Systems/Software Engineer

2022
Carnegie Mellon University - College of Engineering

- Implemented DevOps practices for the research computing infrastructure, introducing Git and GitLab CI. Reduced deployment cycles while improving quality and reliability.

- Implemented a self-populating inventory system for hardware and software assets using automated discovery tools integrated with the machine build pipeline.

- Modernized middleware code and improved processes by refactoring legacy components, implementing version control, and establishing automated testing. These improvements reduced technical debt and enhanced system reliability

- Created infrastructure-as-code templates using Ansible and PowerShell DSC that standardized environment creation and ensured consistent configurations across development, testing, and production environments.

- Evaluated and documented monitoring requirements for research computing infrastructure.

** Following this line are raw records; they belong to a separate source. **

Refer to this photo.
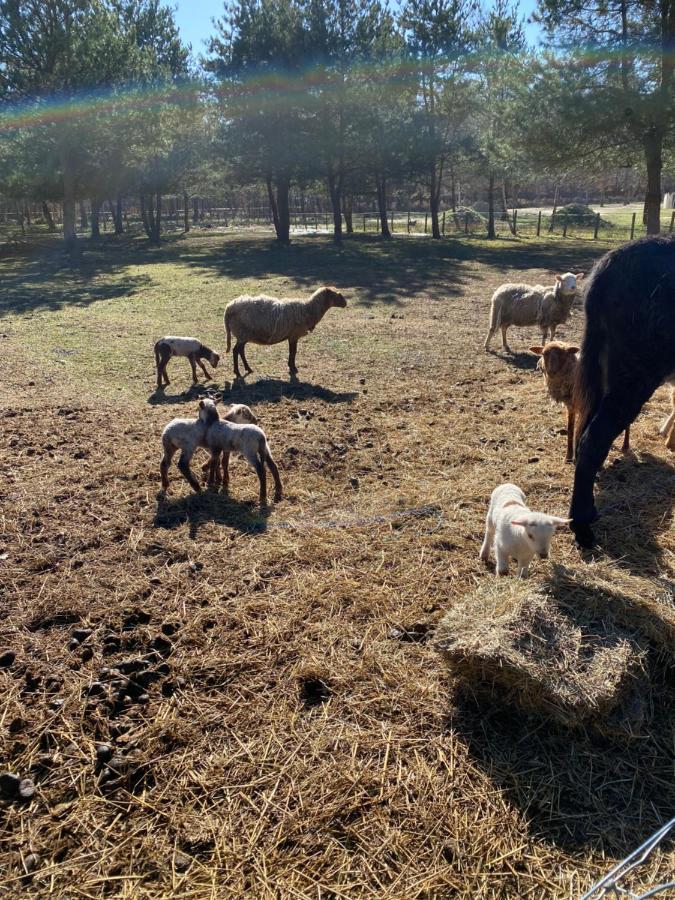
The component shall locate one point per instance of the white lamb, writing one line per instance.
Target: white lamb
(524, 304)
(516, 531)
(249, 440)
(187, 435)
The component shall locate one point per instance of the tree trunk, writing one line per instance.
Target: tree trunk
(435, 201)
(69, 229)
(347, 207)
(491, 207)
(335, 191)
(95, 219)
(381, 184)
(283, 209)
(49, 219)
(653, 145)
(505, 208)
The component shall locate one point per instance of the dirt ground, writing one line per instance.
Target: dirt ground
(292, 731)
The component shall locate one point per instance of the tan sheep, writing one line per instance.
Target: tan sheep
(524, 304)
(560, 363)
(270, 320)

Collaborated with stakeholders to identify critical metrics and developed a monitoring strategy aligned with department objectives and resource constraints.

Systems Administrator

2019 - 2022
Carnegie Mellon University - College of Engineering

- Managed enterprise Windows infrastructure using industry-standard toolsets including MDT, SCCM, WSUS, and PowerShell for a large educational environment, ensuring reliable and secure computing resources.

- Orchestrated software deployment and licensing for complex engineering software packages, streamlining distribution of specialized applications to academic departments.

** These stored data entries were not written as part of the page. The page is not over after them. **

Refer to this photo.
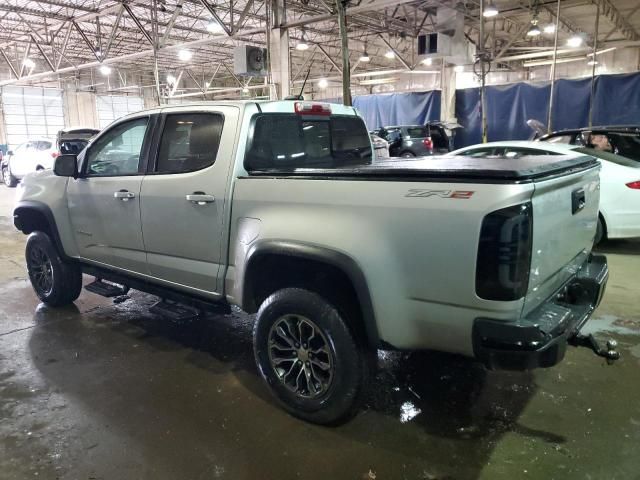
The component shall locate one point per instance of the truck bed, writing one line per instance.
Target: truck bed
(453, 168)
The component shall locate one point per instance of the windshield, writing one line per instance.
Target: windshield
(290, 141)
(611, 157)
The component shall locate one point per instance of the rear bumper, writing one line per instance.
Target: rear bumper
(539, 340)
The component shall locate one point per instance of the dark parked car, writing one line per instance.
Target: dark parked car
(619, 139)
(415, 140)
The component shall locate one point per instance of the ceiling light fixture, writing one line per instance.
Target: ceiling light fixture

- Administered Linux servers and endpoints running RHEL using Red Hat Satellite and Puppet for configuration management and automated updates.

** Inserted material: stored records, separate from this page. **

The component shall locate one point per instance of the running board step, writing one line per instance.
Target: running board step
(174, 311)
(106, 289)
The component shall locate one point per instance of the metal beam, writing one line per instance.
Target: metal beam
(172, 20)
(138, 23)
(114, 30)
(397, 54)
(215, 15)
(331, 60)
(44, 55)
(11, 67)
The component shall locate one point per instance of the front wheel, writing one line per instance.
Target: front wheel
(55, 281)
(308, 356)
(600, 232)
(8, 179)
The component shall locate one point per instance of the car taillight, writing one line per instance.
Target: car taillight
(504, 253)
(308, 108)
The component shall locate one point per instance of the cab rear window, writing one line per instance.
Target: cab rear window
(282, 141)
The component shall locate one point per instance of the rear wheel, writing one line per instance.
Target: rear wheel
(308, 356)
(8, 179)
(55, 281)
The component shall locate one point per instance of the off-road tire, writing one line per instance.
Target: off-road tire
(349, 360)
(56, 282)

- Implemented MacOS management solution using Jamf Pro with Automated Device Enrollment workflow, creating a unified device management strategy across multiple platforms.

- Developed automation solutions using PowerShell and Python that eliminated repetitive tasks and improved system reliability across the university's computing environment.

IT Generalist/Systems Administrator

2017-2019
Slippery Rock University

- Managed large-scale endpoint environment consisting of 3000+ client systems across Windows and Mac platforms using advanced RMM/MDM solutions for centralized system management.

- Led cross-functional migration project to upgrade 2000+ endpoints from Windows 7 to Windows 10, coordinating with academic departments to minimize disruption and ensure compatibility with instructional applications.

- Developed custom automation solutions using PowerShell and Python that addressed specific institutional challenges and streamlined IT support processes across the university.

Assistant to the Director of Educational Technology

2011-2017
Reynolds School District

- Modernized system deployment processes by implementing efficient Windows build automation workflow with MDT, WDS, and PowerShell, replacing legacy imaging methods and significantly improving deployment efficiency.

- Managed identity and access systems for student and staff accounts across multiple educational platforms, ensuring appropriate access while maintaining security and compliance with educational privacy requirements.

- Provided technical support and troubleshooting for classroom IT and AV systems, ensuring reliable technology resources for educational instruction in a K-12 environment.

Projects

Serverless Resume Platform

Designed and implemented this serverless resume website using AWS S3, CloudFront, Lambda, and API Gateway. Configured CI/CD pipeline with GitHub Actions for automated testing and deployment. Infrastructure managed as code with Terraform.

Streaming Data Pipeline for Log Analysis

Architected and implemented a real-time log analysis solution using AWS Kinesis Data Streams and Lambda functions. Designed the pipeline to process and analyze application logs at scale, enabling proactive monitoring and alerting. Enhanced observability with custom dashboards for visualizing system health metrics and performance trends.

Multi-Region Disaster Recovery Solution

Designed and implemented a cross-region disaster recovery strategy, taking into account the unique requirements of a regulated financial environment. Utilized AWS Route 53 health checks, S3 cross-region replication, and DynamoDB global tables to ensure data consistency. Created automated failover procedures with AWS Lambda that reduced manual intervention during recovery scenarios.